The FMM Procedure

Latent Variables via Data Augmentation

In order to fit finite Bayesian mixture models, the FMM procedure treats the mixture model as a missing data problem and introduces an assignment variable $\mb {S}$ as in Dempster, Laird, and Rubin (1977). Since $\mb {S}$ is not observable, it is frequently referred to as a latent variable. The unobservable variable $\mb {S}$ assigns an observation to a component in the mixture model. The number of states, k, might be unknown, but it is known to be finite. Conditioning on the latent variable $\mb {S}$, the component memberships of each observation is assumed to be known, and Bayesian estimation is straightforward for each component in the finite mixture model. That is, conditional on $S=j$, the distribution of the response is now assumed to be $f(y;\alpha _ j,\beta _ j|S=j)$. In other words, each distinct state of the random variable $\mb {S}$ leads to a distinct set of parameters. The parameters in each component individually are then updated using a conjugate Gibbs sampler (where available) or a Metropolis-Hastings sampling algorithm.
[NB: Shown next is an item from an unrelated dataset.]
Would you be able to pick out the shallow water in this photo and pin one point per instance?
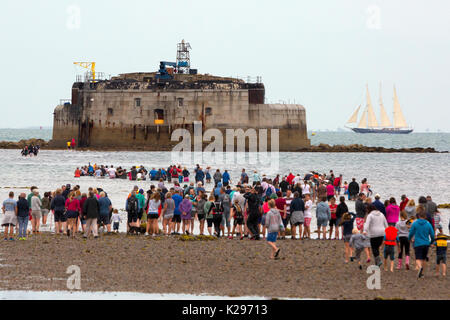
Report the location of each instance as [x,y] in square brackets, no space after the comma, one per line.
[440,141]
[389,174]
The FMM procedure assumes that the random variable $\mb {S}$ has a discrete multinomial distribution with probability $\pi _ j$ of belonging to a component j; it can occupy one of k states. The distribution for the latent variable $\mb {S}$ is

\begin{equation*}  f(S_ i=j|\pi _1,\hdots ,\pi _ k) = \mbox{multinomial}(1,\pi _1,\hdots ,\pi _ k) \end{equation*}

where $f(\cdot |\cdot )$ denotes a conditional probability density. The parameters in the density $\pi _ j$ denote the probability that S takes on state j.

The FMM procedure assumes a conjugate Dirichlet prior distribution on the mixture proportions $\pi _ j$ written as:

$\displaystyle  p(\bpi )  $
$\displaystyle  =  $
$\displaystyle  \mbox{Dirichlet}(a_1,\hdots ,a_ k)  $

where $p(\cdot )$ indicates a prior distribution.

Using Bayes’ theorem, the likelihood function and prior distributions determine a conditionally conjugate posterior distribution of $\mb {S}$ and $\bpi $ from the multinomial distribution and Dirichlet distribution, respectively.